Later in de roman leert de lezer dat Somers niet volledig roekeloos is. Enerzijds is hij niet bang voor geweld, anderzijds wil zijn leven ook niet riskeren: “Ik bleef zitten. Ik kon niet anders. De schrik had me verlamd. Ik was niet bang om op mijn bek te krijgen. Dat was ik nu al wel gewoon. Ik was bang dat ze me iets ergers zouden aandoen. Ik was bang dat ze me bijvoorbeeld zouden vermoorden” (Dhooge 2002, 147). Dhooge brengt de lezer in contact met de zachtaardige kanten van Somers, als een compensering van zijn defensieve, cynische houding. De detective is namelijk een dierenvriend: “Ik heb Duke uit het asiel gehaald tien minuten voor ze hem een spuitje zouden geven. Ik was toen net gescheiden en had een vriend nodig. Ik heb dus een groot hondenhart” (Dhooge 2002, 77). Hoewel de misdaadverhalen van Dhooge vaak onder het subgenre van de ‘thriller’ worden thuisgebracht, is het verhaal Smak een detectiveroman.

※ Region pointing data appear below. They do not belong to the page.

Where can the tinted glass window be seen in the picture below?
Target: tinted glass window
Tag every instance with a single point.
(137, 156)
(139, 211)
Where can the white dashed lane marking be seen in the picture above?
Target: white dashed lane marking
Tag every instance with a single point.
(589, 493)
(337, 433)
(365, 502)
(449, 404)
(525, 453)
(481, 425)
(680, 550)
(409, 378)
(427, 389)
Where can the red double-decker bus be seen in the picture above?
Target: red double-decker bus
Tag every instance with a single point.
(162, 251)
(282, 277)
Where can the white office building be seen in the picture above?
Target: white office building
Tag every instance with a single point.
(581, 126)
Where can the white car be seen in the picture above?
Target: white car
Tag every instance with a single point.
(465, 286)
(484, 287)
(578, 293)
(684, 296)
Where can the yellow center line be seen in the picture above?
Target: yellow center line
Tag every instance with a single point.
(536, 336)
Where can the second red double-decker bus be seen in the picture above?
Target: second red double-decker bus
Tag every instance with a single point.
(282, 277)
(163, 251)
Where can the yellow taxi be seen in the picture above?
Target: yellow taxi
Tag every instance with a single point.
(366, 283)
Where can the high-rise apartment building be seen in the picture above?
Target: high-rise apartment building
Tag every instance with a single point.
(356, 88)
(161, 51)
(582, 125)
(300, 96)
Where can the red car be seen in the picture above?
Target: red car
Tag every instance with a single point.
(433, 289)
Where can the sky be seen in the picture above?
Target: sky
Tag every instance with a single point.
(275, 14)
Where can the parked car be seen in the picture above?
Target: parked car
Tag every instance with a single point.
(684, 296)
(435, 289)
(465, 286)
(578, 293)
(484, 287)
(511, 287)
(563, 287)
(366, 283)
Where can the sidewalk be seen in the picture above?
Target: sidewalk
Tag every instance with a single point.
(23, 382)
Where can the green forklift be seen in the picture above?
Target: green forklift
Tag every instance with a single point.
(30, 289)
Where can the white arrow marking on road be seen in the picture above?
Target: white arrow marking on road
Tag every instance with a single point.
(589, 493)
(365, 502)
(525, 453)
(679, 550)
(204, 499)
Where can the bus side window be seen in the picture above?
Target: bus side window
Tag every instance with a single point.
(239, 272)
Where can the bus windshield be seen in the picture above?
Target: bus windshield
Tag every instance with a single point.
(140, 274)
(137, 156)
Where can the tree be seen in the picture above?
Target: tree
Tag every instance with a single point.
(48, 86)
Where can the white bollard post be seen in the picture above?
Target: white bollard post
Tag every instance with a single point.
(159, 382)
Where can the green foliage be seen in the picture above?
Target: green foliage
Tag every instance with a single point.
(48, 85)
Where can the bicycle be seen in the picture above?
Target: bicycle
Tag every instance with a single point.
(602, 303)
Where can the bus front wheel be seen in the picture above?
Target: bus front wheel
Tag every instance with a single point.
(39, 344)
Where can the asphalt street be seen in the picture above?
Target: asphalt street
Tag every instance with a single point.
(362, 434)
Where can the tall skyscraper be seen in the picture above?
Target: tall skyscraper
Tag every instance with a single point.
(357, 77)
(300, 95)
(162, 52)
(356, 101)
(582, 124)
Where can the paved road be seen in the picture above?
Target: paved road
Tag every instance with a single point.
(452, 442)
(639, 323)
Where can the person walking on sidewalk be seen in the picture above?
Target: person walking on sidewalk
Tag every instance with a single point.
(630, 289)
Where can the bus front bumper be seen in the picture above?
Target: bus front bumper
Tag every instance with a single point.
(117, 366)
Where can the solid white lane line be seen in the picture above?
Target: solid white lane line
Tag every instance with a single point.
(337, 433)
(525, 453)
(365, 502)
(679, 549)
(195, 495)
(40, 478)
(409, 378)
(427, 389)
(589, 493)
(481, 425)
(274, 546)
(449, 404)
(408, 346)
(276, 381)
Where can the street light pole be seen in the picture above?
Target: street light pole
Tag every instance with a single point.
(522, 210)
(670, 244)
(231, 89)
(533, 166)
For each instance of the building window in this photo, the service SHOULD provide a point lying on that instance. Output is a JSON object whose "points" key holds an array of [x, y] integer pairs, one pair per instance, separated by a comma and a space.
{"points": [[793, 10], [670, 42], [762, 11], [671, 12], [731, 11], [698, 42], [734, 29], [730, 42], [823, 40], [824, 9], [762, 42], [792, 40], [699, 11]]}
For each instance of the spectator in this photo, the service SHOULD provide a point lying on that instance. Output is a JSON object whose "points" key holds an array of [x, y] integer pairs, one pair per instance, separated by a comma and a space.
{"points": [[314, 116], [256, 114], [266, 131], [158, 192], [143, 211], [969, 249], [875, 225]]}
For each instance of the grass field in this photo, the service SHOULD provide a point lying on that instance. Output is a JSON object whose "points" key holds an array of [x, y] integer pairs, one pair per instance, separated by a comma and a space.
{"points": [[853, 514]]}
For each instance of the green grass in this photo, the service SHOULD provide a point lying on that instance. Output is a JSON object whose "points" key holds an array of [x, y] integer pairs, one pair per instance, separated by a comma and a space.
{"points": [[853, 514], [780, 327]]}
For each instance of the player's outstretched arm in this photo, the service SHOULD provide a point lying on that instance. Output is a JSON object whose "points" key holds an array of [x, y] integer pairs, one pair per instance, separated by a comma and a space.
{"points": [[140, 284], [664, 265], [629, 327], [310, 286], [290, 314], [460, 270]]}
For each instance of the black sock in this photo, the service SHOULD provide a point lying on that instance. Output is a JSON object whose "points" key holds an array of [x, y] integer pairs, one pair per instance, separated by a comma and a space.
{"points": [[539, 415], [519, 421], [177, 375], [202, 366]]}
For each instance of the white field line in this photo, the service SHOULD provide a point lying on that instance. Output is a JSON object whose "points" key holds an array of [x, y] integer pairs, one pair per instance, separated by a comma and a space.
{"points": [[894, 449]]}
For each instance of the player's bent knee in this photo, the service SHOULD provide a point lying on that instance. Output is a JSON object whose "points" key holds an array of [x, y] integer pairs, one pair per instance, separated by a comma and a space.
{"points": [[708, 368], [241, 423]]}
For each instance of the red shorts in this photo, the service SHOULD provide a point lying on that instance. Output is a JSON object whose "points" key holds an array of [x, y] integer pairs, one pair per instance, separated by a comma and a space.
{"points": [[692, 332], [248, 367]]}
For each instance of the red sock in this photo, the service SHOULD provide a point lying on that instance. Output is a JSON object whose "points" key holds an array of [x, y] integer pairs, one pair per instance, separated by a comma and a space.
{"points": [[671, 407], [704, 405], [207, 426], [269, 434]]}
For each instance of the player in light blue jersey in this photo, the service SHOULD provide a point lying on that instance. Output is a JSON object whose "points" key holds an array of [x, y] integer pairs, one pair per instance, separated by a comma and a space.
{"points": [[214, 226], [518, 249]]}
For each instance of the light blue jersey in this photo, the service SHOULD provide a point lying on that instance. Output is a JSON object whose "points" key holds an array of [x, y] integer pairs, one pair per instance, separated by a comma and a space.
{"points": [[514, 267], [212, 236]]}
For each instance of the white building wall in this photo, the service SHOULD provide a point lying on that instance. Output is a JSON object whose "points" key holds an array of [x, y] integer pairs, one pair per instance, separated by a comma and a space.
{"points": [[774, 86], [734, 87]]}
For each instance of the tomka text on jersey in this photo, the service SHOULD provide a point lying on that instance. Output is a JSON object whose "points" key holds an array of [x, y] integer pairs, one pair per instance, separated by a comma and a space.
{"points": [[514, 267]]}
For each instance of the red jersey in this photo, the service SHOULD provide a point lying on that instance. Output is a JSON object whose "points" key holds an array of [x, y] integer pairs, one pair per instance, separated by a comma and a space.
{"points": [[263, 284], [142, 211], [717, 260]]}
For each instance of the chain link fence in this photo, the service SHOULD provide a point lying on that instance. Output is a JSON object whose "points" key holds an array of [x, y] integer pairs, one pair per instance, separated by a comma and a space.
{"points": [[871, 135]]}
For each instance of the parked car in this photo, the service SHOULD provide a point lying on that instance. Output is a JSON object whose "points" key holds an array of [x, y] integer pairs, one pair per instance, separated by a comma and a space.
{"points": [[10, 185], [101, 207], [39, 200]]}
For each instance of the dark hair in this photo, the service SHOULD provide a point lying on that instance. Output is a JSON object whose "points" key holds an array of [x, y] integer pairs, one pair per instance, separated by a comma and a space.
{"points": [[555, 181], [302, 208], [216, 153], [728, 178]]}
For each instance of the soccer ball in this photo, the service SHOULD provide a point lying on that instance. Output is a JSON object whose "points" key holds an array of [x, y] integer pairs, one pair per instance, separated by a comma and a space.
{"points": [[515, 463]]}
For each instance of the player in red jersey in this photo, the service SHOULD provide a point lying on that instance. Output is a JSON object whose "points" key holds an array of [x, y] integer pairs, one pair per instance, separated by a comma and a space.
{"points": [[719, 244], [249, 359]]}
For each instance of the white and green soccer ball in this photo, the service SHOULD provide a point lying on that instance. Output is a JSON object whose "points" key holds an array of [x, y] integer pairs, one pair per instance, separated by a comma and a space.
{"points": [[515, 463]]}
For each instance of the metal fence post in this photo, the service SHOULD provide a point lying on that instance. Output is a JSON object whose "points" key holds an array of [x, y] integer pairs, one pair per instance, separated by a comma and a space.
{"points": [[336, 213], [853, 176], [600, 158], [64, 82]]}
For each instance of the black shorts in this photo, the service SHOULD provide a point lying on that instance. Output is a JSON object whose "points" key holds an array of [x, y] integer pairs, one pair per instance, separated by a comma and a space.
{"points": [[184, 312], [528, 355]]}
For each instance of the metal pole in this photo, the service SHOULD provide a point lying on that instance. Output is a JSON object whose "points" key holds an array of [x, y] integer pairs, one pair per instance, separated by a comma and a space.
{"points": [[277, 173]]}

In tegenstelling tot de thriller, volgt de lezer het verhaal voortdurend vanuit het standpunt van de detective. We kunnen stellen dat het ik-vertelperspectief verschillende functies heeft in dit verhaal. De eerste functie dient als ondersteuning van de cynische houding van Somers. De tweede functie van het ik-vertelperspectief dient als toegang tot de gedachtegang van de detective over het verloop van de zaak, om de lezer duidelijk te maken in welk stadium hij zich bevindt. Er is nog een derde functie van het vertelperspectief, die de persoonlijke betrokkenheid van de detective ondersteunt en die zal besproken worden bij de afwijkingen van het whodunitplot. 126
Enerzijds zouden we kunnen stellen dat het verhaal de plotlijn van de whodunit volgt, anderzijds wijkt de plotconstructie er op sommige punten van af. Het grootste accent ligt op het vinden van aanwijzingen die zouden kunnen leiden naar de oplossing. In het begin van het verhaal laat Somers de lezer weten dat hij in de eerste fase van het onderzoek vertoeft: Het was tijd voor een welverdiende siësta. Ik zag die zaak wel zitten, maar tot nu toe had het me weinig tot niets opgeleverd, behalve een paar beledigingen van een paar snotneuzen en een schreeuwlelijke affiche voor een feestje (Dhooge 2002, 58)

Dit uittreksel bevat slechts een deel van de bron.